Health, meanwhile, is facing cuts of €600m. This is certain to impact on frontline services because 70% of the health budget is pay related and, under the Croke Park agreement, the government cannot repeat last year's public-sector pay cut. There is serious scepticism in government circles as to whether the changes in work practices agreed as part of the Croke Park deal will deliver any meaningful savings.

Ministers, who meet tomorrow for the final cabinet session before the summer break, accept that the cuts in December's budget are going to be even more severe than last year because the €3bn in savings will be coming from a smaller base. The three big spending departments of Health, Education and Social Protection will account for as much as 85% of the cutbacks in current spending, with the other 12 departments looking at a combined reduction in spending of between €200m and €500m.

Some of this will come from reining in government funding of state companies and agencies, which could face budget cuts of between 7.5% and 10%. This could impact on the likes of CIE, which gets a large subvention from the state for providing socially desirable services, and more particularly the hundreds of agencies fully dependent on the state for funding.

Although both Taoiseach Brian Cowen and finance minister Brian Lenihan stressed last week that the emphasis in the budget would be on spending cuts rather than tax increases, €500m-€700m is likely to come from additional tax revenue.

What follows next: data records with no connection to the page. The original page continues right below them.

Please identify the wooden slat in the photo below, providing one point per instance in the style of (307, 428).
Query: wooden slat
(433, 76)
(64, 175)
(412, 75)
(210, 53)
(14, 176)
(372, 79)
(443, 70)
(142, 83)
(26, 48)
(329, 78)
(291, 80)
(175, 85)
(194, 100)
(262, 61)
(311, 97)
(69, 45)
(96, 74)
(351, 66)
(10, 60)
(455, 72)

A chunk of the 50% of workers currently paying no tax will be brought into the tax net by reducing credits and/or the introduction of a new universal social contribution, which will replace PRSI, health and income levies. Tax-relief schemes will also be further targeted.

As part of this restructuring of the tax system, the possibility of a €200 flat-rate household services charge – which would ultimately be replaced in a few years by property tax and water charges – cannot be ruled out. Ministers have, however, ruled out any chance of tolls being introduced on national roads despite it being recommended in the Local Government Efficiency Review.